In the written agenda for a March meeting with Google executives, petition organizers wrote that some Google employees had been “directly threatened as a result of their coworkers leaking their private information online to hostile persons or organizations. Googlers advocating for diversity and inclusion have had their lives threatened, personal locations exposed, been called racial epithets, told to die, had their emails phished, targeted for physical violence in YouTube videos, and have been undermined professionally.” The employees said some coworkers were afraid to discuss the issues for fear “they will be targeted next,” the agenda said.
The employee petition also asked Google to reschedule a town hall meeting on diversity that was canceled abruptly in August, after Pichai fired Damore.
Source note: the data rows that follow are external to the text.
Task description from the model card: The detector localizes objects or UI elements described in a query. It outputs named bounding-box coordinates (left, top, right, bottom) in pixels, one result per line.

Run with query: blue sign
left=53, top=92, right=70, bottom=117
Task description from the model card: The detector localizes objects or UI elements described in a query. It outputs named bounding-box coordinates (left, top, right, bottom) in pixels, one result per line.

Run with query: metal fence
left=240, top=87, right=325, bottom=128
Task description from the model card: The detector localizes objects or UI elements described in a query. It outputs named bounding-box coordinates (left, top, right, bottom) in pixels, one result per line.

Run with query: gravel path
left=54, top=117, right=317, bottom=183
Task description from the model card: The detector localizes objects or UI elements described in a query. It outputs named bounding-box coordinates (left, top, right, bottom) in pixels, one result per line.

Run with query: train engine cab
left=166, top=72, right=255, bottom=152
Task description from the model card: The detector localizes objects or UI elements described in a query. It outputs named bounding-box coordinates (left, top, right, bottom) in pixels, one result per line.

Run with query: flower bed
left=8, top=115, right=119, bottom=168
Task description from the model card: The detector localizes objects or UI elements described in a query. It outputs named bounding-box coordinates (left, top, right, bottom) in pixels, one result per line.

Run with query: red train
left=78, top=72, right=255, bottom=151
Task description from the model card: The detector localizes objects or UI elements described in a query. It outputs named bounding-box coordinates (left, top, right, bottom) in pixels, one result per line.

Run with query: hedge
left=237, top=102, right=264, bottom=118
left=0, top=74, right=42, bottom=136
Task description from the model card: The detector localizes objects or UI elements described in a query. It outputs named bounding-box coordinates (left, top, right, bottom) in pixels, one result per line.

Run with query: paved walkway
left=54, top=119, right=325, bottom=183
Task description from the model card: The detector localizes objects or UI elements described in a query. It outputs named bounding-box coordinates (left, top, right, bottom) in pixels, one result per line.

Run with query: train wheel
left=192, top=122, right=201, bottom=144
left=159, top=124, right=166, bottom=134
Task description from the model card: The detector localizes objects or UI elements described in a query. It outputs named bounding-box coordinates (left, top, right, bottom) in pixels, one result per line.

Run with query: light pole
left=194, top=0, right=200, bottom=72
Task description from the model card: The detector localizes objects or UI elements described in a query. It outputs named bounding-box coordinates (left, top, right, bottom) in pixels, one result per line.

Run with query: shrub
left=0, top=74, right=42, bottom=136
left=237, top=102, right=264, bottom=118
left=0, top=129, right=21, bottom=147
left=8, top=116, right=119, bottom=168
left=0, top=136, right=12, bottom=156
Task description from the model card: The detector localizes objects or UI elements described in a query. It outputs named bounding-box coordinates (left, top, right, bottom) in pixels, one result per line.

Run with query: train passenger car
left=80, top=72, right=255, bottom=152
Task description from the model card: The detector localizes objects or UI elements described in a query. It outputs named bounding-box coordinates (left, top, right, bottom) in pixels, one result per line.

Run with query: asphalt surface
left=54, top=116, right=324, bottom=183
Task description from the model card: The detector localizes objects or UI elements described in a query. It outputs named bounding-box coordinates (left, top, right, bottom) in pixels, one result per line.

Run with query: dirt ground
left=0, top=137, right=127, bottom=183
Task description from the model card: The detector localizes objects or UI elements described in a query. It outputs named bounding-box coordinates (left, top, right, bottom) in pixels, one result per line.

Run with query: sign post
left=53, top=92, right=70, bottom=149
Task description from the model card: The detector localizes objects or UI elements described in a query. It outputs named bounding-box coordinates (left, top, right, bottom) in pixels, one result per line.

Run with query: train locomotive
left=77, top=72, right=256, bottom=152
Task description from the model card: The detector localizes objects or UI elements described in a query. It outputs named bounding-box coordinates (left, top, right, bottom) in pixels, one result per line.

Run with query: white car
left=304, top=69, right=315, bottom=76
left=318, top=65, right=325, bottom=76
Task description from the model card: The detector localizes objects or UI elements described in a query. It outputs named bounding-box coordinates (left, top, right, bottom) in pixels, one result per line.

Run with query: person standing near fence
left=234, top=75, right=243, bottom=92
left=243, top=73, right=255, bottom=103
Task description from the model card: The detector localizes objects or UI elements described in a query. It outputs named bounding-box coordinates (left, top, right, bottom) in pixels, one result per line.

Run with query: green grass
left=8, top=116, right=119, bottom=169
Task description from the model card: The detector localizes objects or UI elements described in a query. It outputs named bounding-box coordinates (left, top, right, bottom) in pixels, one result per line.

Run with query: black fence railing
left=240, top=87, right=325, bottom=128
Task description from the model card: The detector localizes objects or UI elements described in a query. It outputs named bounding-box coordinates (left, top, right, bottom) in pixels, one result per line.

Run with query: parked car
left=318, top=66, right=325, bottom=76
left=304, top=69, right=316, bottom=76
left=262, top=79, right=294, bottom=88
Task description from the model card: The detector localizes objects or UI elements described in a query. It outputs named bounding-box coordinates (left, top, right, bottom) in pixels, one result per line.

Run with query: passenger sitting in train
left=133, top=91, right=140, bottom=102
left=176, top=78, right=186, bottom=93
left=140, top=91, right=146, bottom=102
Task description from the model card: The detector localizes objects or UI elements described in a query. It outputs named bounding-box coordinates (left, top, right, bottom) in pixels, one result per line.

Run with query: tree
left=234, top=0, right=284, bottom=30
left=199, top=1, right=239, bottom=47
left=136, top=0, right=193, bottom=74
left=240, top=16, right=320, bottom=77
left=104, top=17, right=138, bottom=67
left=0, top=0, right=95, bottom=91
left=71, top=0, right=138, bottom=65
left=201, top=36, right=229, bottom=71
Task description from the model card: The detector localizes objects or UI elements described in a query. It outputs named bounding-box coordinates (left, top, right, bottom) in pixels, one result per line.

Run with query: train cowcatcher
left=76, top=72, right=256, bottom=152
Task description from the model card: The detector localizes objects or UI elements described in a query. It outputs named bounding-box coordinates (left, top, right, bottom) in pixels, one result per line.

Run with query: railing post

Pichai did not respond to the town hall request.
Liz Fong-Jones, a Google site reliability engineer and outspoken diversity advocate, said there are parallels between Google’s approach to moderating public discussions on its sites and the new internal policies. Fong-Jones says the written policy “bends over backward to avoid creating the appearance” that Google is not welcoming to conservatives, even though political ideology is not at stake. “A better phrasing might be that [employees] can’t attack the humanity of people.”
In a FAQ about the community guidelines, executives said the guidelines are not designed to silence internal discourse at the 20-year-old company. “The important aspect to consider is how you’re communicating your views—you should be debating the issue, not attacking the person. Your tone and words matter, especially in a workplace as uniquely collaborative as Google, and we want to continue to see a culture of constructive discourse in our interactions with one another,” the company wrote.